Les représentations les plus répandues de l'action humanitaire
reposent sur un présupposé : celui de sa neutralité. Une position
extérieure à la violence des contextes dans lesquels elle intervient.
L'humanitaire serait un en-dehors de la guerre, et cet en-dehors
permettrait à la fois l'efficacité de ses opérations et la légitimité de
ses appels de fonds. L'appel au coeur (tel que l'exprime le concept
de «resto du coeur»), comme recours à l'émotion compatissante, est
ainsi ce qui règle généralement les campagnes de communication.
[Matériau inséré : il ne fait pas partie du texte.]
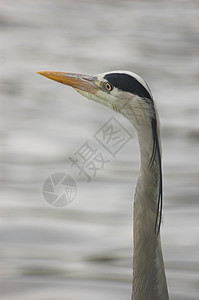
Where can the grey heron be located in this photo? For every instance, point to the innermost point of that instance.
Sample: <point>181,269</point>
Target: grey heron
<point>128,94</point>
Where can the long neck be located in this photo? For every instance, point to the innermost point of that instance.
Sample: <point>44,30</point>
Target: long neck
<point>149,281</point>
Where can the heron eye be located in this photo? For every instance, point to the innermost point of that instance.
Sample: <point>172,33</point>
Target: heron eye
<point>108,87</point>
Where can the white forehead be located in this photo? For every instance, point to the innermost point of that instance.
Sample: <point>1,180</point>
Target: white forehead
<point>136,76</point>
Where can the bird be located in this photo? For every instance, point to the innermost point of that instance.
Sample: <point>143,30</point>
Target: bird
<point>128,94</point>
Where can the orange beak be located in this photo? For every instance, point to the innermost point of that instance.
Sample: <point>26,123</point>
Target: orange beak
<point>81,82</point>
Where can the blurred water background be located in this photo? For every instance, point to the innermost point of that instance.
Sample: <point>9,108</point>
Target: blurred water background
<point>83,251</point>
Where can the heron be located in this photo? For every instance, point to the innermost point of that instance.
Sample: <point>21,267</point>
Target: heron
<point>127,93</point>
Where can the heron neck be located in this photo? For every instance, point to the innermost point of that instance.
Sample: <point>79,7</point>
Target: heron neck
<point>149,281</point>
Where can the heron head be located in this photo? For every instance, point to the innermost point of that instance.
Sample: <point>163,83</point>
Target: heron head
<point>122,91</point>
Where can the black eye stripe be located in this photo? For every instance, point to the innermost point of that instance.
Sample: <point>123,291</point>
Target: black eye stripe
<point>128,83</point>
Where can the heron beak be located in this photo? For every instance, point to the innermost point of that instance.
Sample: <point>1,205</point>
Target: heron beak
<point>80,82</point>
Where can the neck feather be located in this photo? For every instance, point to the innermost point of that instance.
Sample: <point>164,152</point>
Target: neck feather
<point>149,281</point>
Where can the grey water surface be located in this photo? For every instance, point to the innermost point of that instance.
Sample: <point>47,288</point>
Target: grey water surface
<point>84,249</point>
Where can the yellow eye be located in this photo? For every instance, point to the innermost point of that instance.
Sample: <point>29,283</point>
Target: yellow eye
<point>108,86</point>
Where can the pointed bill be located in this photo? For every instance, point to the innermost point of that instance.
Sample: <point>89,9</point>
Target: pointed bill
<point>81,82</point>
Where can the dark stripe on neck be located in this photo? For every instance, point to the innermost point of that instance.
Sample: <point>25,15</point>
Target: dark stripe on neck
<point>128,83</point>
<point>156,150</point>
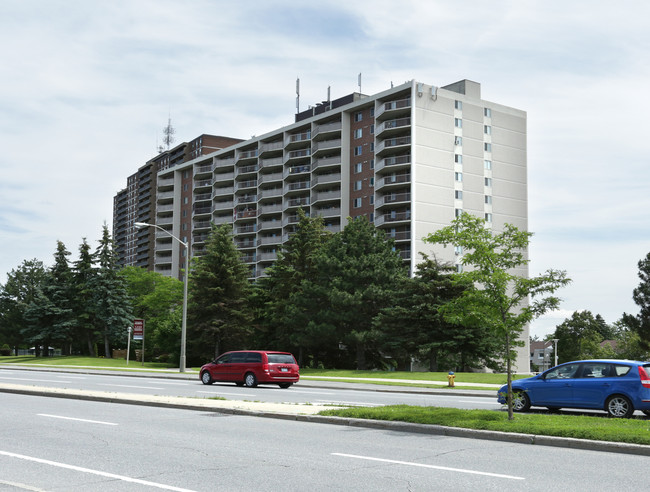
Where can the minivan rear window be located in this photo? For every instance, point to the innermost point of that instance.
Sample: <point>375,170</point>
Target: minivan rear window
<point>281,359</point>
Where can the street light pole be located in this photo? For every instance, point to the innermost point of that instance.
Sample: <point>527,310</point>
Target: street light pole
<point>140,225</point>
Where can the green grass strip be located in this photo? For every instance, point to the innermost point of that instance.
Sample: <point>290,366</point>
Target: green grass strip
<point>635,431</point>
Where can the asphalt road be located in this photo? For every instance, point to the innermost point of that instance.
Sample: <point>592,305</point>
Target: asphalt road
<point>51,444</point>
<point>304,392</point>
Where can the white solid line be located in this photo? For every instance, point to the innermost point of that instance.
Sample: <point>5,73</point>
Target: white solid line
<point>129,386</point>
<point>460,470</point>
<point>73,418</point>
<point>94,472</point>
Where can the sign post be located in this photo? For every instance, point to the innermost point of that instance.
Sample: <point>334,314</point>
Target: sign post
<point>138,334</point>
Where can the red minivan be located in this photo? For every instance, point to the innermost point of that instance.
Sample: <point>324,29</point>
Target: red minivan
<point>252,367</point>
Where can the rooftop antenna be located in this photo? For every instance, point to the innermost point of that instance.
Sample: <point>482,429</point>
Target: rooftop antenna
<point>298,95</point>
<point>168,133</point>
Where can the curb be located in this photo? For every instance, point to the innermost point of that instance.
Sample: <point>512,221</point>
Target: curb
<point>217,407</point>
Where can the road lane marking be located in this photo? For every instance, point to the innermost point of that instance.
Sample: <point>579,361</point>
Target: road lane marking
<point>94,472</point>
<point>37,380</point>
<point>422,465</point>
<point>227,394</point>
<point>129,386</point>
<point>76,419</point>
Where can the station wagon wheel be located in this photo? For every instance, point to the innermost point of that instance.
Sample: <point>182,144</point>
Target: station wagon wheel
<point>520,401</point>
<point>619,406</point>
<point>250,380</point>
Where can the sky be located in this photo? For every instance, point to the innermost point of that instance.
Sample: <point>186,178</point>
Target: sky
<point>87,87</point>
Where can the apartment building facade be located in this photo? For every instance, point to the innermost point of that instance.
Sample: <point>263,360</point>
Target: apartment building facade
<point>409,159</point>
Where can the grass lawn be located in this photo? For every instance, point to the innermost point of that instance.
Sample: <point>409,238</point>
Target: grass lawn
<point>635,431</point>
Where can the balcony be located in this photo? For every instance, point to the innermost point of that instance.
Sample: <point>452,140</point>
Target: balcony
<point>393,108</point>
<point>326,130</point>
<point>393,218</point>
<point>223,205</point>
<point>269,178</point>
<point>292,171</point>
<point>389,127</point>
<point>297,155</point>
<point>393,180</point>
<point>392,199</point>
<point>271,162</point>
<point>394,162</point>
<point>397,143</point>
<point>325,145</point>
<point>223,191</point>
<point>326,162</point>
<point>270,147</point>
<point>327,212</point>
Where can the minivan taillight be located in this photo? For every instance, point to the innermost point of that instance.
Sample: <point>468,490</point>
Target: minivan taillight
<point>645,379</point>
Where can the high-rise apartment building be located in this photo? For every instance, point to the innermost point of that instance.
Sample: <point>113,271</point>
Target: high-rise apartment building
<point>137,202</point>
<point>409,159</point>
C'est cependant à l'autre sens du mot «coeur», non pas sentimental
mais tout simplement organique et fonctionnel, qu'on se
réfèrera ici : celui qui fait du coeur non la métaphore périphérique
du sentiment, mais la réalité centrale de l'action. Un centre essentiellement
profond, et de ce fait même difficilement visible, en tout
cas non médiatisé, beaucoup plus proche en cela de ce que Joseph
Conrad appelait «le coeur des ténèbres».
La guerre, dans sa réalité contemporaine, est sortie depuis longtemps
des représentations homériques de l'affrontement militaire,
pour entrer dans l'effectivité beaucoup plus larvée du bras de fer
économique, et de rapports de domination qui n'empruntent plus
les formes du conflit ouvert. De ces rapports de domination,
l'humanitaire n'est ni un témoin ni un arbitre mais, tout simplement,
par l'origine même de ses ressortissants, un acteur. À cet
égard, l'extériorité de l'action humanitaire par rapport à la guerre
ne peut guère se présenter autrement que comme une fiction.
C'est cette fiction de l'extériorité qu'on voudrait mettre en
évidence ici, parce qu'elle est, précisément, et quelles que soient les
intentions généreuses de ses agents, au coeur même de la réalité de
la guerre.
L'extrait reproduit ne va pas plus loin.